Rather, the network views JAG as the first of several programming acquisitions it expects to make in the near future, with the goal of becoming a top 10-rated service over the next couple of years, Hallmark Channel executive vice president of programming David Kenin said.

Hallmark reportedly paid around $36 million for a seven-year window for the 181 JAG
episodes that will have aired on network television through the 2003-04 season. It would also purchase new installments beyond that point. Under the pact, the series will air in primetime and the late-fringe period. During Hallmark's run, USA Network, the series' longtime cable home, will air JAG
during the afternoons.

The acquisition of JAG
is a departure from Hallmark's light, family-oriented fare, ranging from Touched By an Angel
to original, Hallmark Entertainment-produced movies like Gulliver's Travels.

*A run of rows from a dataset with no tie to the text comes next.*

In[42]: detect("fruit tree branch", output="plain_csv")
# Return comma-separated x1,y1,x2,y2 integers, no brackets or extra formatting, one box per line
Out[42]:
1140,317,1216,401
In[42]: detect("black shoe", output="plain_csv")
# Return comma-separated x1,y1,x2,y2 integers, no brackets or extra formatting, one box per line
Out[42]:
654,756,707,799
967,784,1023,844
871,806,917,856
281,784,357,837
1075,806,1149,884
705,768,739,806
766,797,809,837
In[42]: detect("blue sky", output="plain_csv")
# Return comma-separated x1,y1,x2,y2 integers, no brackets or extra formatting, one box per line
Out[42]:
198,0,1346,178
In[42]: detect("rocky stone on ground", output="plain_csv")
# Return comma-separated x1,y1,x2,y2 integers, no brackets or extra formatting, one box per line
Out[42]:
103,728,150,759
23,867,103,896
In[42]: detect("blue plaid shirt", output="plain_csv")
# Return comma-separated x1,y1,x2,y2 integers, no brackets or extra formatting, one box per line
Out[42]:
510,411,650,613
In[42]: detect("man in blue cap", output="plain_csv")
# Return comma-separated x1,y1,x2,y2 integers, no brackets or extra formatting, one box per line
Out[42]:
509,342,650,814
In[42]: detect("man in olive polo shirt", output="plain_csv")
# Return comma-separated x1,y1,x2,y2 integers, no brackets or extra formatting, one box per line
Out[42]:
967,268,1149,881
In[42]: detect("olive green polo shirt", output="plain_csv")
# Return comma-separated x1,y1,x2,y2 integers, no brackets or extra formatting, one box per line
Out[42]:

"We see the Hallmark Channel as Main Street and mainstream, and the concept of a quality, drama-based series with a military background that is contemporary provides a nice dimension for the voice of the channel," Kenin said. "We're trying to find a contemporary voice that is appropriate to the brand and serves a broad contemporary audience."

Kenin said the network is aggressively looking for more mainstream programming — complete with built-in audiences — that will help boost its ratings and distribution. Currently in nearly 52 million households, the network has seen consistent growth in ratings over the past year. In May, the network ranked 22nd, averaging a 0.7 primetime household rating, up 40% from May 2002.

In order to crack the top 10, though, Kenin said it will have to reach beyond traditional Hallmark Channel programming without alienating viewers.

"We want to be fully distributed and top-of-mind as a choice for American consumers," Kenin said. "We need to have ratings that, on a day-to-day basis, place us in the top 10 for us to become the competitive big, network that we know we can become. We have to go after programming that has built-in, powerful commercial appeal."

In addition to JAG, Kenin's proud of the recent acquisition of M*A*S*H
and the July debut of a completely digitally remastered version of the 1980s miniseries Shogun.